Subtrahieren Sie für jedes erworbene Sichtfeld den entsprechenden Hintergrund und durchschnittlich die resultierenden Hintergrundsubtrahierten Bilder wie zuvor gezeigt. Berechnen Sie dann das durchschnittliche Signal-Hintergrund-Rauschverhältnis der Mikrotubuli für jede Öffnungsgröße. Stellen Sie die Membrangröße auf diejenige ein, die das höchste Signal-Hintergrund-Rauschverhältnis erzeugt.
Es ist möglich, dass es eine Reihe von Größen gibt, die einen vergleichbaren Kontrast erzeugen, wie hier gezeigt. Mit einem gut ausgerichteten Mikroskop sollten Mikrotubuli ohne Hintergrundsubtraktion sichtbar sein. Das Subtrahieren des Hintergrunds erhöht jedoch den Kontrast der Mikrotubuli.
Um den Kontrast weiter zu verbessern, können Mittelung, 4a-Filterung oder eine Kombination aus beidem verwendet werden. Die hier gezeigten Zeilenscans beschreiben die inkrementelle Verbesserung der Bildqualität. Diese beschreiben eine spürbare Reduzierung von Hintergrundgeräuschen bei jedem Verarbeitungsschritt.
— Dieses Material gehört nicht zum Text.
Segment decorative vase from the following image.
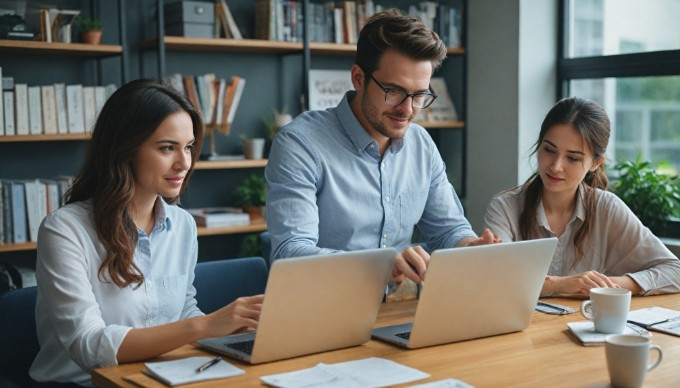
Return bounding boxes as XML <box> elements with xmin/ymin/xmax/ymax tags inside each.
<box><xmin>81</xmin><ymin>30</ymin><xmax>102</xmax><ymax>44</ymax></box>
<box><xmin>243</xmin><ymin>138</ymin><xmax>264</xmax><ymax>159</ymax></box>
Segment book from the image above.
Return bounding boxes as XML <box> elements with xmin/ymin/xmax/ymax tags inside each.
<box><xmin>567</xmin><ymin>321</ymin><xmax>650</xmax><ymax>346</ymax></box>
<box><xmin>186</xmin><ymin>206</ymin><xmax>250</xmax><ymax>228</ymax></box>
<box><xmin>28</xmin><ymin>86</ymin><xmax>43</xmax><ymax>135</ymax></box>
<box><xmin>222</xmin><ymin>76</ymin><xmax>246</xmax><ymax>134</ymax></box>
<box><xmin>22</xmin><ymin>179</ymin><xmax>47</xmax><ymax>242</ymax></box>
<box><xmin>220</xmin><ymin>0</ymin><xmax>243</xmax><ymax>39</ymax></box>
<box><xmin>0</xmin><ymin>66</ymin><xmax>5</xmax><ymax>136</ymax></box>
<box><xmin>83</xmin><ymin>86</ymin><xmax>97</xmax><ymax>132</ymax></box>
<box><xmin>54</xmin><ymin>83</ymin><xmax>68</xmax><ymax>133</ymax></box>
<box><xmin>66</xmin><ymin>85</ymin><xmax>85</xmax><ymax>133</ymax></box>
<box><xmin>628</xmin><ymin>306</ymin><xmax>680</xmax><ymax>336</ymax></box>
<box><xmin>14</xmin><ymin>84</ymin><xmax>30</xmax><ymax>135</ymax></box>
<box><xmin>2</xmin><ymin>91</ymin><xmax>16</xmax><ymax>136</ymax></box>
<box><xmin>40</xmin><ymin>85</ymin><xmax>58</xmax><ymax>134</ymax></box>
<box><xmin>309</xmin><ymin>70</ymin><xmax>354</xmax><ymax>110</ymax></box>
<box><xmin>142</xmin><ymin>357</ymin><xmax>246</xmax><ymax>386</ymax></box>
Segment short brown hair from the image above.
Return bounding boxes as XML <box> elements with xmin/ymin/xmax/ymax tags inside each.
<box><xmin>355</xmin><ymin>8</ymin><xmax>446</xmax><ymax>74</ymax></box>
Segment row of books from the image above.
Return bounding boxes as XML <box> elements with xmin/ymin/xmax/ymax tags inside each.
<box><xmin>255</xmin><ymin>0</ymin><xmax>461</xmax><ymax>47</ymax></box>
<box><xmin>186</xmin><ymin>206</ymin><xmax>250</xmax><ymax>228</ymax></box>
<box><xmin>0</xmin><ymin>177</ymin><xmax>73</xmax><ymax>244</ymax></box>
<box><xmin>166</xmin><ymin>73</ymin><xmax>246</xmax><ymax>134</ymax></box>
<box><xmin>0</xmin><ymin>67</ymin><xmax>116</xmax><ymax>136</ymax></box>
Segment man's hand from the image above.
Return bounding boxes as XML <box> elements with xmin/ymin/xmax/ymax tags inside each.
<box><xmin>457</xmin><ymin>228</ymin><xmax>503</xmax><ymax>248</ymax></box>
<box><xmin>392</xmin><ymin>245</ymin><xmax>430</xmax><ymax>284</ymax></box>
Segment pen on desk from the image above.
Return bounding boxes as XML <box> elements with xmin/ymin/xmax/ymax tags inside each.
<box><xmin>196</xmin><ymin>357</ymin><xmax>222</xmax><ymax>373</ymax></box>
<box><xmin>536</xmin><ymin>300</ymin><xmax>571</xmax><ymax>313</ymax></box>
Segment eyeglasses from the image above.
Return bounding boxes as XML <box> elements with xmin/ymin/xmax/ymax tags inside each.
<box><xmin>369</xmin><ymin>74</ymin><xmax>438</xmax><ymax>109</ymax></box>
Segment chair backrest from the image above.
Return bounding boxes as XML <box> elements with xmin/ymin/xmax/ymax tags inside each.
<box><xmin>0</xmin><ymin>287</ymin><xmax>40</xmax><ymax>387</ymax></box>
<box><xmin>194</xmin><ymin>257</ymin><xmax>268</xmax><ymax>314</ymax></box>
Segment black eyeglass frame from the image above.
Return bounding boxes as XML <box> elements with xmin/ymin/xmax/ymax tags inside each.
<box><xmin>368</xmin><ymin>74</ymin><xmax>439</xmax><ymax>109</ymax></box>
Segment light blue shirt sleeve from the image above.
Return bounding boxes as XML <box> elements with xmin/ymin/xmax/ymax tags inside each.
<box><xmin>265</xmin><ymin>92</ymin><xmax>476</xmax><ymax>259</ymax></box>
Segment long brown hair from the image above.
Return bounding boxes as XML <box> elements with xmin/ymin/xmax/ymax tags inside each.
<box><xmin>66</xmin><ymin>79</ymin><xmax>203</xmax><ymax>288</ymax></box>
<box><xmin>519</xmin><ymin>97</ymin><xmax>610</xmax><ymax>267</ymax></box>
<box><xmin>355</xmin><ymin>8</ymin><xmax>446</xmax><ymax>74</ymax></box>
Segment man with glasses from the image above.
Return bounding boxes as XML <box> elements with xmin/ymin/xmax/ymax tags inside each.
<box><xmin>265</xmin><ymin>10</ymin><xmax>495</xmax><ymax>283</ymax></box>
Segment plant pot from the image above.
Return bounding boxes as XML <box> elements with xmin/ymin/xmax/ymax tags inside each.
<box><xmin>243</xmin><ymin>206</ymin><xmax>266</xmax><ymax>222</ymax></box>
<box><xmin>81</xmin><ymin>30</ymin><xmax>102</xmax><ymax>44</ymax></box>
<box><xmin>243</xmin><ymin>138</ymin><xmax>264</xmax><ymax>159</ymax></box>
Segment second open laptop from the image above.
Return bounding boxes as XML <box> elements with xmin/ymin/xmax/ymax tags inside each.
<box><xmin>373</xmin><ymin>238</ymin><xmax>557</xmax><ymax>349</ymax></box>
<box><xmin>197</xmin><ymin>248</ymin><xmax>397</xmax><ymax>364</ymax></box>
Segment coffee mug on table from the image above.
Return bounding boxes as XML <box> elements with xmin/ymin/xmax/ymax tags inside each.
<box><xmin>581</xmin><ymin>288</ymin><xmax>631</xmax><ymax>334</ymax></box>
<box><xmin>604</xmin><ymin>334</ymin><xmax>663</xmax><ymax>387</ymax></box>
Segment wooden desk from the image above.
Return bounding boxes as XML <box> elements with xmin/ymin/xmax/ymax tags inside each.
<box><xmin>92</xmin><ymin>295</ymin><xmax>680</xmax><ymax>387</ymax></box>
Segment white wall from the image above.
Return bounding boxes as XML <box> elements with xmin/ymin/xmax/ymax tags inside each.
<box><xmin>466</xmin><ymin>0</ymin><xmax>558</xmax><ymax>233</ymax></box>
Mikrotubuli-Dynamik kann in Kinographen berichtet werden, die aus Zeitrafferfilmen generiert werden. Ein Beispiel, das mit einer Bildrate von 0,2 Bildern pro Sekunde aufgenommen wurde, wird hier gezeigt. Die gestrichelten Linien markieren die Samen.
Bei der Durchführung dieses Verfahrens ist es wichtig, mit hohen numerischen Blendenzielen zu arbeiten. Es ist auch wichtig, die Größe des Rahmens für den Blendendurchmesser richtig auszurichten und festzulegen. Es ist einfach, IRM mit Fluoreszenz-Bildgebung zu kombinieren, um beispielsweise Mikrotubuli-bindende Proteine zu untersuchen und wie sie die Mikrotubuli-Dynamik verändern.
Die Technik reduziert Fotoschäden erheblich und ermöglicht eine höhere Bildrate Erfassung, was das Studium von markierten Biopolymeren wie Mikrotubuli über einen längeren Zeitraum mit hoher zeitlicher Auflösung und guter Tracking-Präzision erleichtert.